Letzteres fällt nach der Halbzeit dann aber verstärkt ins Gewicht. Figuren verhalten sich teilweise etwas arg unnachvollziehbar bis irrational und gerade die Wandlung eines bestimmten Charakters hin zum völligen Wahn ist deutlich zu überzeichnet, während die anderen beiden dieser Wendung unerklärlich gelassen beiwohnen. Unstimmig ist auch die Filmarchitektur. Die geheimnisvolle Kamera im Fenster auf der anderen Seite ist problemlos zu erkennen und die zahlreichen intimen Handlungen im Wohnzimmer würde niemand vollziehen, der ein ähnliches Riesenfenster direkt zur gaffenden Welt hat.
Deutlich schwerer ins Gewicht fällt aber die Tatsache, dass sich Time Laps am Ende als ein nicht sonderlich geschickter Schwindel herausstellt. Fast alle Punkte, die anfangs noch offen und ungeklärt sind und damit die Neugierde befeuern, werden nicht befriedigend aufgelöst, sondern am Ende stattdessen einfach faul als Plotwerkzeug gebraucht, um die Geschichte schlüssig zum Ende zu bringen. Vermeintliche Kernmysterien verkommen damit zu einer langen Nase, die der Film dem Zuschauer dreht. Hier warten keine spannenden Antworten und Wendungen, sondern nur faules Gleitmittel für eine noch faulere Geschichte.

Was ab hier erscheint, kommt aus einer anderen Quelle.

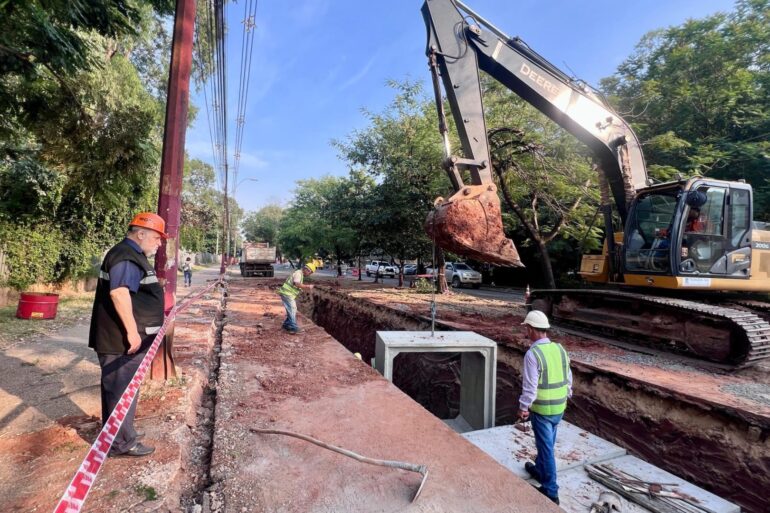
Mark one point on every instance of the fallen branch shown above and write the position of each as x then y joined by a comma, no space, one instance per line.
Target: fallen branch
411,467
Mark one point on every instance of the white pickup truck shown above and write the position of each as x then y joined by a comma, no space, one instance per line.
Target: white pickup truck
459,274
381,267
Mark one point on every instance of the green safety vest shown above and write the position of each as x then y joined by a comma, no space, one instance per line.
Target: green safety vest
552,386
288,288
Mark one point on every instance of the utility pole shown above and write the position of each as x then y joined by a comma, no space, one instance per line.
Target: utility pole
171,172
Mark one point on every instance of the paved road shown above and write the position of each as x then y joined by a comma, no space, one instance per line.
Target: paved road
485,292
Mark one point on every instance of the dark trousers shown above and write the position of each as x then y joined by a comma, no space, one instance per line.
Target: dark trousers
117,371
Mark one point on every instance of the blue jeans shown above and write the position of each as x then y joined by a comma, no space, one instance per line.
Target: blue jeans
290,305
544,427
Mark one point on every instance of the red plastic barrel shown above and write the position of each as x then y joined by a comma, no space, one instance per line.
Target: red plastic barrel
37,305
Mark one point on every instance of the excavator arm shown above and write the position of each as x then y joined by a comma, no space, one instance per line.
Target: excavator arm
460,43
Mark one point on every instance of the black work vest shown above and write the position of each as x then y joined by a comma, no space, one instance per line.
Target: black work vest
108,335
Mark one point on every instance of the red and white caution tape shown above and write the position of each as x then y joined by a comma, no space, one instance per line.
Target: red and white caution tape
75,496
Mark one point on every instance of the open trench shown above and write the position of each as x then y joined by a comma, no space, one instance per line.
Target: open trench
721,449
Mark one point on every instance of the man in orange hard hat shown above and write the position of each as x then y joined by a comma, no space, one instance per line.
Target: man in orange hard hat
127,314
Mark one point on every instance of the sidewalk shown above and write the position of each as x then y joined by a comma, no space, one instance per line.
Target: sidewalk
50,412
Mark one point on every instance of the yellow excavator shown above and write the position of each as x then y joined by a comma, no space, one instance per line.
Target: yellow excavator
691,269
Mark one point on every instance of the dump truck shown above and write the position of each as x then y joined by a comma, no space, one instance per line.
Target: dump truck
257,259
689,273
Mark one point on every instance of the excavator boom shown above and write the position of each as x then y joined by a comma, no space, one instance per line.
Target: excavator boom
458,47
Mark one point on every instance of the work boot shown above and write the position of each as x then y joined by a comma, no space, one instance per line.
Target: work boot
531,469
555,500
137,450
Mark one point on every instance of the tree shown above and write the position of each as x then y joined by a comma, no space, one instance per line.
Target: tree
202,208
400,149
263,225
698,95
544,176
77,126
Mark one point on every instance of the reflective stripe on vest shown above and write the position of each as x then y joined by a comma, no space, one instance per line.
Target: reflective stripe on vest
552,386
288,289
144,281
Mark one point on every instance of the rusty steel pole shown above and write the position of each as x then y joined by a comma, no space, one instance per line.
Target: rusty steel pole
171,171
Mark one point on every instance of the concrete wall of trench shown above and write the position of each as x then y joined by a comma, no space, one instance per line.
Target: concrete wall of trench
716,449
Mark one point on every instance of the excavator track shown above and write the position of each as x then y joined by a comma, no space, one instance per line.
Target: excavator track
735,333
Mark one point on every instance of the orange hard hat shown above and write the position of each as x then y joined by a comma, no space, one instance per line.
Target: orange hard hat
150,221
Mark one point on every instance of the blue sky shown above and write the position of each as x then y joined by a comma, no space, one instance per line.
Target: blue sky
317,63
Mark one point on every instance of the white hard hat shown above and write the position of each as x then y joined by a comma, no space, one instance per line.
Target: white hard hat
537,320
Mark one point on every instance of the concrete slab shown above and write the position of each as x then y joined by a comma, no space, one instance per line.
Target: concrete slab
309,383
576,448
478,366
512,448
577,490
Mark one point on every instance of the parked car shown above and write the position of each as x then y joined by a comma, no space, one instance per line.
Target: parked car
382,268
459,274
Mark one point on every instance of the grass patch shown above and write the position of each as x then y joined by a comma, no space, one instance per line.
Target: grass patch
148,492
71,310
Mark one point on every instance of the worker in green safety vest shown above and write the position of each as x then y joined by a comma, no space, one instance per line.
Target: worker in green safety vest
546,386
289,291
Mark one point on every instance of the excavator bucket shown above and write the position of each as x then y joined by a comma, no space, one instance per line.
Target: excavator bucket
470,224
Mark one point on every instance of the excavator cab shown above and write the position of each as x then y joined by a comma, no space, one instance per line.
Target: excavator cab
696,228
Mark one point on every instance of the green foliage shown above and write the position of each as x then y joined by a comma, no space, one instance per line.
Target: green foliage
80,129
401,149
423,286
263,225
32,254
202,208
28,189
699,96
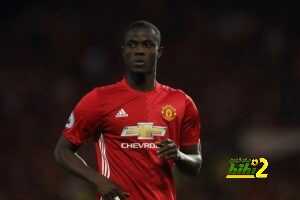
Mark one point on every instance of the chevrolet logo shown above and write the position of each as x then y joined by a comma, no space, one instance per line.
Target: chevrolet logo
144,131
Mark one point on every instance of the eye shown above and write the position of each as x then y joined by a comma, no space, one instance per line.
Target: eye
149,44
131,44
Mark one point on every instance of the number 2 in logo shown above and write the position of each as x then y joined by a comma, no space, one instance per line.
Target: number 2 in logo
259,173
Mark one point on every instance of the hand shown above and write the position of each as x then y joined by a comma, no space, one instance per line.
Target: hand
110,191
168,149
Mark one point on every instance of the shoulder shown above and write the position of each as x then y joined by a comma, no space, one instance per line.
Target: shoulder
179,93
109,88
97,93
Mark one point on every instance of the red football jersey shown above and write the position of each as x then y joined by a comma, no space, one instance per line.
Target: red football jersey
126,124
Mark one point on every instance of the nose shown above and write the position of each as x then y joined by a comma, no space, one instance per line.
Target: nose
139,51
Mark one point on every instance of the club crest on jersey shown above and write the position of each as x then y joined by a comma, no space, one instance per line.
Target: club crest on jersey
144,131
168,112
71,121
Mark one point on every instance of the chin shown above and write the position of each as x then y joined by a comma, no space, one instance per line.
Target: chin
139,69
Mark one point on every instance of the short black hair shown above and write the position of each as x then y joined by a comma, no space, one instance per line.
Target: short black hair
140,24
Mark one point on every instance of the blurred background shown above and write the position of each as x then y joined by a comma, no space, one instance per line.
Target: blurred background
239,61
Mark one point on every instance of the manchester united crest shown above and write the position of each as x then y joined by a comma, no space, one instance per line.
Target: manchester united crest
168,112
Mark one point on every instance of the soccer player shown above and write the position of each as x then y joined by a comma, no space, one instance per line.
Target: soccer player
141,128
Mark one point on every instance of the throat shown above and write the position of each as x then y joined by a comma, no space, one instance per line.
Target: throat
142,82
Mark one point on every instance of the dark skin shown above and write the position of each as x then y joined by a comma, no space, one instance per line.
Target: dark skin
141,51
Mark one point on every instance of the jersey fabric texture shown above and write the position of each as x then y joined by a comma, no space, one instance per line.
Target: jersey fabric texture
126,124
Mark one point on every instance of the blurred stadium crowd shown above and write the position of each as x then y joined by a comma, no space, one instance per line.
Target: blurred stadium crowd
240,65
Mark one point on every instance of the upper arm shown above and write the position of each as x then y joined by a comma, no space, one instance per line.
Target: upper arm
64,144
190,128
84,120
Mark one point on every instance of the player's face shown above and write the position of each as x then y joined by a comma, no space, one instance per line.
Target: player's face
141,50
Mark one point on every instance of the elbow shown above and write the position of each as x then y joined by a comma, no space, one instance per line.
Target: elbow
57,153
198,166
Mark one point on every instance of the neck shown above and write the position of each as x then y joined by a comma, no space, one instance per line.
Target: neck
140,81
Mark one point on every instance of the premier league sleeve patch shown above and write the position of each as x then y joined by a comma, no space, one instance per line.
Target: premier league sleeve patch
168,112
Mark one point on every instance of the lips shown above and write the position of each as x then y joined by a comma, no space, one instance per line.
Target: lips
139,62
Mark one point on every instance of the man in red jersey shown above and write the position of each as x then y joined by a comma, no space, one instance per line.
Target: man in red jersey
140,127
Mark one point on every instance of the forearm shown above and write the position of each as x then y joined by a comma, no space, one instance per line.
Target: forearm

Nachträglich bekommt die kammerspielartige Sci-Fi-Story dadurch einen leicht faden Beigeschmack. Denn aus dem tollen Versprechen, eine gänzlich neue, quasi umgekehrte Idee für das Zeitreisefeld anzuwenden, sitzt man einer netten Flunkerei auf, die etwas interessanter klingt als sie es schlussendlich ist.
Fazit
Die letzten Zeilen klingen vernichtend „Flunkerei, die etwas interessanter klingt als sie es schlussendlich ist“. Der Punkt ist, dass die Idee hinter Time Lapse ziemlich verheißungsvoll ist. Dass im Schlusspart verstärkt offenbart wird, dass Bradley D. Kings Film ein paar Krücken zu viel braucht, um aus dem selbstgegrabenen Loch wieder herauszukommen, ist sehr schade. Umgekehrt macht es den Film aber auch nicht schlecht oder langweilig. Das Gefühl des Unangenehmen ist sorgt für eine intensive Seherfahrung, das Design der „Zeitreisemaschine“ für Atmosphäre und die interessante Prämisse funktioniert auch mit großen Abzügen immer noch gut genug, um die in den Film gesteckte Zeit keinesfalls als vergeudet bewerten zu müssen.